Seems everyyear during spring time the shelter will have more intake animals, probably because that is the time the aniamls give birth, which will cause the increasing number of it.

In [None]:
plt.figure(figsize=(10,4))
df['movementtype'].groupby(df['movementdate']).count().plot(kind="line",alpha=.7)
plt.grid()
plt.show()

In [None]:
#For each outcome
monthGroup=df['movementdate'].groupby(df['movementtype'])

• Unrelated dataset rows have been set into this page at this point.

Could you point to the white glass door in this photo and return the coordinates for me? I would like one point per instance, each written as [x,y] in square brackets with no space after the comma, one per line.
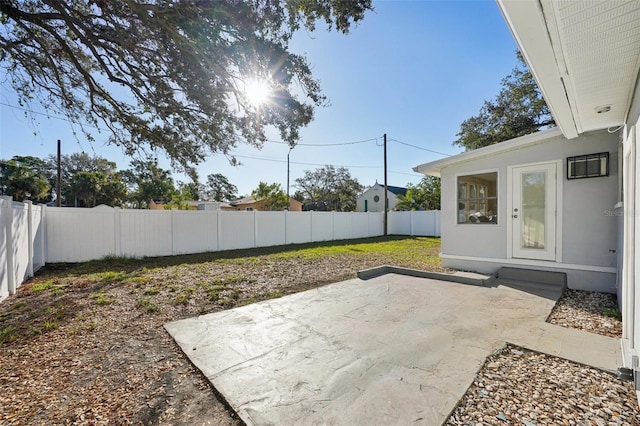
[533,215]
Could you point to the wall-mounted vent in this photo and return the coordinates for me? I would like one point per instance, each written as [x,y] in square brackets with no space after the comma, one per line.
[585,166]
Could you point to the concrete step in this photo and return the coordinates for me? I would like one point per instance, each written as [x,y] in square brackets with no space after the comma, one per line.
[532,276]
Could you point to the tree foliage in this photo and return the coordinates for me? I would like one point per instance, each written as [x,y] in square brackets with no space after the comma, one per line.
[146,181]
[218,188]
[276,198]
[328,188]
[423,196]
[22,178]
[519,109]
[87,181]
[168,74]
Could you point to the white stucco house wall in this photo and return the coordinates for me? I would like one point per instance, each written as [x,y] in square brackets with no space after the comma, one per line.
[543,201]
[372,199]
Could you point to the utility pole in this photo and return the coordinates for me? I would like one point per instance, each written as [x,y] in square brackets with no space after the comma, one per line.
[59,180]
[386,201]
[290,148]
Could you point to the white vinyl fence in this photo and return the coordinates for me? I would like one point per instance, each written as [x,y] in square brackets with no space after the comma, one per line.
[22,248]
[32,235]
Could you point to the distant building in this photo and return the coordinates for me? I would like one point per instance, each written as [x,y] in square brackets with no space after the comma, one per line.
[372,200]
[250,203]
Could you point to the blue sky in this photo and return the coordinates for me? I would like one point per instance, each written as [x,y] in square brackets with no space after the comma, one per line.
[411,69]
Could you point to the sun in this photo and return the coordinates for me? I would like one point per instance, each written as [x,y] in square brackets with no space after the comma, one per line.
[257,92]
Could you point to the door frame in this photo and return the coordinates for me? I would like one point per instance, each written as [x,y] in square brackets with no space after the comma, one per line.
[559,164]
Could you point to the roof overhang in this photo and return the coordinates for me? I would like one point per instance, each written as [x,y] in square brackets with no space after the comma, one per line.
[433,168]
[585,56]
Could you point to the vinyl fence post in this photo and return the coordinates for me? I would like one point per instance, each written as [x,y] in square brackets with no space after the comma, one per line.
[411,217]
[219,226]
[255,228]
[286,224]
[333,226]
[29,238]
[7,202]
[43,234]
[117,235]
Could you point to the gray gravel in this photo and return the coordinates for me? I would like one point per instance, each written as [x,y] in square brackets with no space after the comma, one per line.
[521,387]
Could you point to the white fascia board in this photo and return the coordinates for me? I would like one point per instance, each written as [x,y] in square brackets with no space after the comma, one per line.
[433,168]
[527,23]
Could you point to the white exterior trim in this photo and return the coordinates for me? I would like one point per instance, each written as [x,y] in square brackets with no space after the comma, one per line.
[529,262]
[433,168]
[478,172]
[527,23]
[559,206]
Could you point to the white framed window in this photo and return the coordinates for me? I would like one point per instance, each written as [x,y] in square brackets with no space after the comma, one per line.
[477,198]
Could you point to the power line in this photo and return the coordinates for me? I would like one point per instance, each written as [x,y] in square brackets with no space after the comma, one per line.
[328,144]
[107,130]
[276,160]
[53,116]
[419,147]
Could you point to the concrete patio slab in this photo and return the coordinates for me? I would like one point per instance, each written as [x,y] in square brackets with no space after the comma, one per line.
[390,350]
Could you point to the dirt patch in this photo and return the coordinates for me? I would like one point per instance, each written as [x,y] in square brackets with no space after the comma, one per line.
[589,311]
[84,344]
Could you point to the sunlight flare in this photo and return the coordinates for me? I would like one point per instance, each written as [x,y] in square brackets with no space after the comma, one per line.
[257,92]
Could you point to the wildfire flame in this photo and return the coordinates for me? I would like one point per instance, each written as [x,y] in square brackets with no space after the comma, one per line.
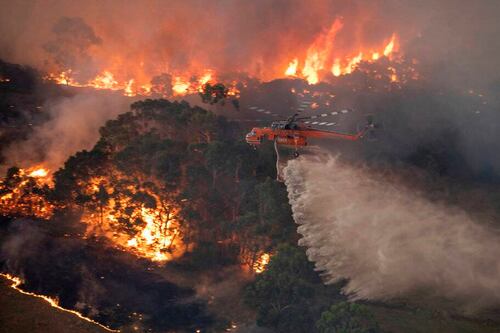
[154,233]
[16,282]
[261,263]
[19,196]
[322,55]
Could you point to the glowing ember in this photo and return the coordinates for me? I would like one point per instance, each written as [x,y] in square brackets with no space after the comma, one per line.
[322,55]
[39,173]
[292,68]
[260,264]
[21,193]
[16,282]
[180,86]
[151,231]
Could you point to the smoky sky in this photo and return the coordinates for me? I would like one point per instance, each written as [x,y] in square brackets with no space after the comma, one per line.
[460,37]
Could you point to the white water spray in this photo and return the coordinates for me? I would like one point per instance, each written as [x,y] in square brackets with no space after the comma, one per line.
[388,241]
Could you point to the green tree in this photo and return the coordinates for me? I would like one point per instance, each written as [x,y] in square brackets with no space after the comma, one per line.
[283,293]
[346,317]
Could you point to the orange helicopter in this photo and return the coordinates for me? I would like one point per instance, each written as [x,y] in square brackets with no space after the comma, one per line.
[295,131]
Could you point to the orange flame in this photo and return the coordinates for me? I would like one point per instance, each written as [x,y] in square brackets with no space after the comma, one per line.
[16,282]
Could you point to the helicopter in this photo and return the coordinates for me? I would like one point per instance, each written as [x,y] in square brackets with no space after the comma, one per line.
[294,131]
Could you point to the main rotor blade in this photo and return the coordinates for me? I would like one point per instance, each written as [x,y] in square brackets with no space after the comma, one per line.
[263,111]
[324,123]
[322,115]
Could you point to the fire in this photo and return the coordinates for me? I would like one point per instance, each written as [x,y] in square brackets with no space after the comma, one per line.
[292,67]
[319,52]
[261,263]
[21,194]
[390,47]
[148,230]
[322,54]
[39,173]
[16,282]
[182,84]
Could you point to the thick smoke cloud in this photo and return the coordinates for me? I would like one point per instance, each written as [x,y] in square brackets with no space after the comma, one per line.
[74,125]
[389,241]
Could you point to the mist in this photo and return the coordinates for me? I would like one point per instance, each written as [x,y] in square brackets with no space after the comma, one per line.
[457,38]
[387,240]
[73,125]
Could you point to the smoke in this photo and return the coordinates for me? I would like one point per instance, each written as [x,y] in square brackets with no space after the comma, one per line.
[74,125]
[70,46]
[261,38]
[388,240]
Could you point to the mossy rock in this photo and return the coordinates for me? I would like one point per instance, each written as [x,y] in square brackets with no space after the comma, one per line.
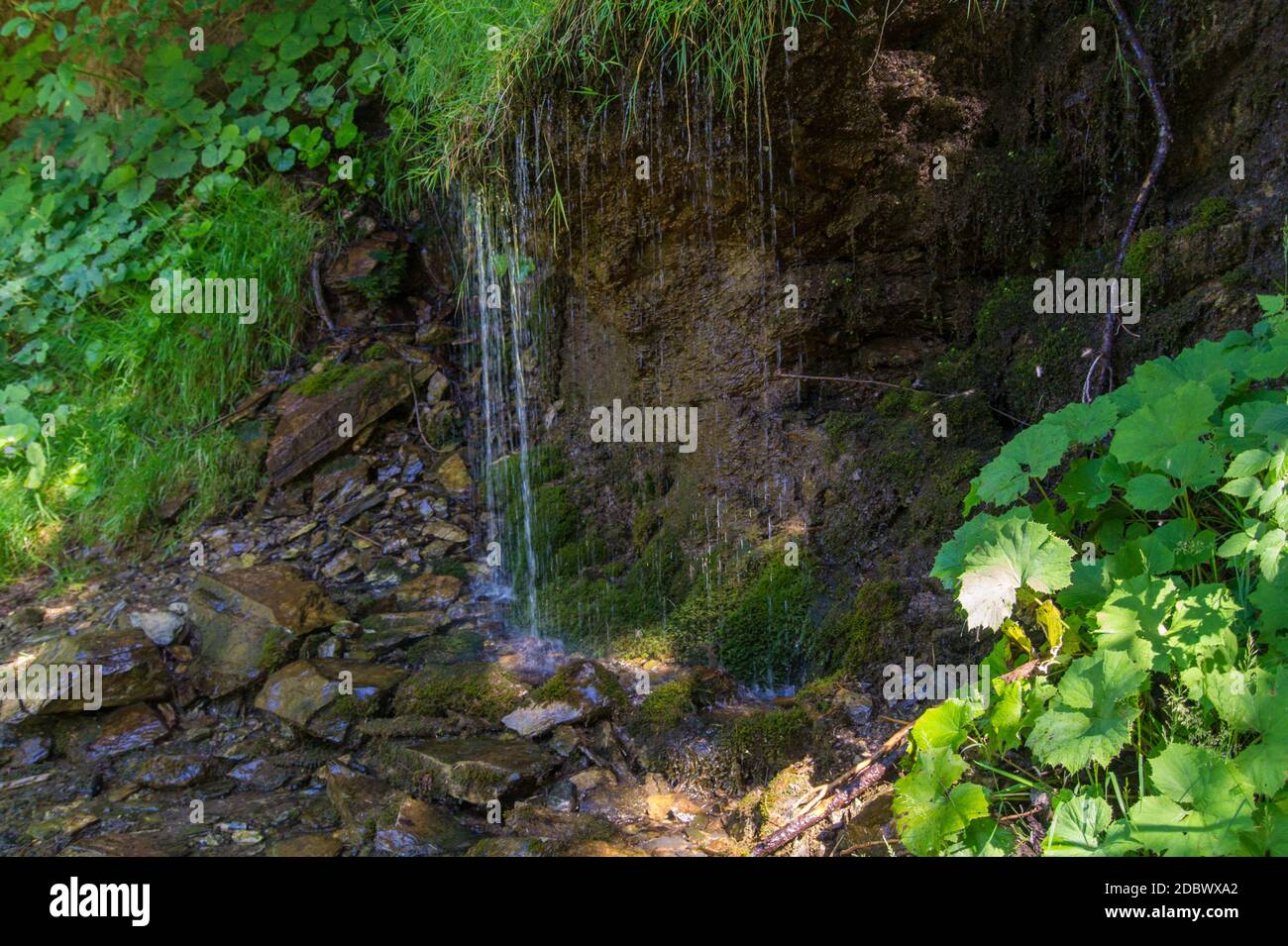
[763,639]
[761,743]
[583,683]
[473,688]
[1209,214]
[451,648]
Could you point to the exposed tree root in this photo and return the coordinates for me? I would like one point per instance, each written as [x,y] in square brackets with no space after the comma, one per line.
[1100,374]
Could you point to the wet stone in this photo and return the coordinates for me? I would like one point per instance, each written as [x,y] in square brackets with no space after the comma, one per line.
[128,729]
[421,829]
[249,623]
[477,770]
[308,693]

plt.subplots(7, 1, figsize=(15,25), sharex=True)
plt.subplots_adjust(hspace=0.7)
colors = list('rgbcmyk')
for i, (_, g) in enumerate(monthGroup):
    plt.subplot(7,1,i+1)
    plt.title(_)
    g.groupby(df["movementdate"]).count().plot(kind="line", 
                                               color=colors[i],grid=True,alpha=.5)

In [None]:
#Monthly time series
df_ym=df.movementdate.map(lambda x: x.strftime('%Y-%m'))
df_ym_move = df_ym.groupby(df["movementtype"])

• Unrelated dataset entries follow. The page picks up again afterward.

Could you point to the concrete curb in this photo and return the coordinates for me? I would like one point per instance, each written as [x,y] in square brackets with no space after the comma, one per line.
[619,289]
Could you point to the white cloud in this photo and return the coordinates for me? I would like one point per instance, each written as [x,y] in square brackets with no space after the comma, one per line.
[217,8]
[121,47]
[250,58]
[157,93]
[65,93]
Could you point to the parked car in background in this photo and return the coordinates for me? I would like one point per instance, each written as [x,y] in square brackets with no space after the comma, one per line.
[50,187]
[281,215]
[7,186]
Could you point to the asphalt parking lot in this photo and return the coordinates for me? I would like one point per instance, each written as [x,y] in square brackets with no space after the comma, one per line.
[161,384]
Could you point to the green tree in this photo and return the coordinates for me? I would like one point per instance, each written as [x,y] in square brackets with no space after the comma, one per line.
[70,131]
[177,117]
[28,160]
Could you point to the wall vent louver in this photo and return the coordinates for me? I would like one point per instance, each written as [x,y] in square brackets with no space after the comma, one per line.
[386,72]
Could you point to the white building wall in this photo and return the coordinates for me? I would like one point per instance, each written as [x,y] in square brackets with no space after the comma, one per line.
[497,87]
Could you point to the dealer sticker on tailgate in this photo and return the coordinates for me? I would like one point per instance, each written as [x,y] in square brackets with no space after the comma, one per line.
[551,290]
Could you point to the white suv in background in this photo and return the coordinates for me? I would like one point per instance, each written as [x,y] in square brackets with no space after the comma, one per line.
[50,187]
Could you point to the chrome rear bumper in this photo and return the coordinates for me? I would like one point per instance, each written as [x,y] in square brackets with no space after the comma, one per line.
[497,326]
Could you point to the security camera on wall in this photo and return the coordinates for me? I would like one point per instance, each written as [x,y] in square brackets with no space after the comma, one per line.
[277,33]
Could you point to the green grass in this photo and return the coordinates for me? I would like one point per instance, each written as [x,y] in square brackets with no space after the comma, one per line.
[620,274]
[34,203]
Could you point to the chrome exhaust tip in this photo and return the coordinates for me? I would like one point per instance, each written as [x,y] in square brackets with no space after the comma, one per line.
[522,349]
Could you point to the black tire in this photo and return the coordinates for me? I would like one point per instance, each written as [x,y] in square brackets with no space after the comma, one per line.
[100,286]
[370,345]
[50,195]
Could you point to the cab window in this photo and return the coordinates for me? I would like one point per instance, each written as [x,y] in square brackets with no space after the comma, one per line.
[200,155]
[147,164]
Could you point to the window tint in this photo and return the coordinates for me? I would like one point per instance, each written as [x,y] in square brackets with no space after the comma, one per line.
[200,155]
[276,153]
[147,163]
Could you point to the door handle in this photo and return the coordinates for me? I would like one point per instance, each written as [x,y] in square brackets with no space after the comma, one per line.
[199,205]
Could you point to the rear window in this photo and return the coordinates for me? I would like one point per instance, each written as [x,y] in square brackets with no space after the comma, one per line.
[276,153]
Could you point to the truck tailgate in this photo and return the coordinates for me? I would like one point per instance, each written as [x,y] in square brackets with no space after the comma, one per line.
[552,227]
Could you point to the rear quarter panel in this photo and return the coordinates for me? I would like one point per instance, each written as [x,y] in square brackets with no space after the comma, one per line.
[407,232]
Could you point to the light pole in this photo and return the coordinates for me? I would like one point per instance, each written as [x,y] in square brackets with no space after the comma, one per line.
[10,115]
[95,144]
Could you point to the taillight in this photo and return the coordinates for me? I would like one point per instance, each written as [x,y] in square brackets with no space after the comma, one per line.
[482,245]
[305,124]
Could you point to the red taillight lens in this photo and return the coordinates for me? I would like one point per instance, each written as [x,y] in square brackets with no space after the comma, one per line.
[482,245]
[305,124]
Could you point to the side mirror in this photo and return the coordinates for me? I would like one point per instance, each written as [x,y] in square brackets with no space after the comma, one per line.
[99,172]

plt.subplots(7, 1, figsize=(15, 25), sharex=True)
plt.subplots_adjust(hspace=0.7)
colors = list('rgbcmyk')
for i, (_, g) in enumerate(df_ym_move):
    plt.subplot(7,1,i+1)
    plt.title(_)
    g.groupby(df_ym).count().plot(kind="line", color=colors[i],
                                  grid=True,alpha=.5)

In [None]:
df_heat=df.drop(columns=['intakedate','movementdate','id','identichipnumber',
                         'animalname','animalage','returndate','returnedreason',
                         'deceaseddate','deceasedreason',
                        'year_take','month_take','day_take',
                        'year_move','month_move','day_move',
                        'diedoffshelter','isdoa'])

le_sp = preprocessing.LabelEncoder()
df_heat.speciesname = le_sp.fit_transform(df_heat.speciesname)

le_take = preprocessing.LabelEncoder()
df_heat.intakereason = le_take.fit_transform(df_heat.intakereason)

le_breed = preprocessing.LabelEncoder()
df_heat.breedname = le_breed.fit_transform(df_heat.breedname)

le_color = preprocessing.LabelEncoder()
df_heat.basecolour = le_color.fit_transform(df_heat.basecolour)

le_sex = preprocessing.LabelEncoder()
df_heat.sexname = le_sex.fit_transform(df_heat.sexname)

le_loc = preprocessing.LabelEncoder()
df_heat.location = le_loc.fit_transform(df_heat.location)

le_move = preprocessing.LabelEncoder()
df_heat.movementtype = le_move.fit_transform(df_heat.movementtype)

le_age = preprocessing.LabelEncoder()
df_heat.AgeCategory = le_age.fit_transform(df_heat.AgeCategory)

In [None]:
# Correlations to trip_duration
corr = df_heat.select_dtypes(include = ['float64', 'int64']).iloc[:, 1:].corr()
cor_dict = corr['movementtype'].to_dict()
del cor_dict['movementtype']
print("List the numerical features in decending order by their correlation with trip_duration:\n")
for ele in sorted(cor_dict.items(), key = lambda x: -abs(x[1])):
    print("{0}: {1}".format(*ele))
    
# Correlation matrix heatmap
corrmat = df_heat.corr()
plt.figure(figsize=(12, 7))

# Number of variables for heatmap
k = 50000
cols = corrmat.nlargest(k, 'movementtype')['movementtype'].index
cm = np.corrcoef(df_heat[cols].values.T)

# Generate mask for upper triangle
mask = np.zeros_like(cm, dtype=np.bool)
mask[np.triu_indices_from(mask)] = True

sns.set(font_scale=1)
sns.heatmap(cm, mask=mask, cbar=True, annot=True, square=True,\
                 fmt='.2f',annot_kws={'size': 12}, yticklabels=cols.values,\
                 xticklabels=cols.values, cmap = 'PuBu',lw = .1)

plt.show()

That actually is good, it means people will adopt animals regardless their age, breed etc things.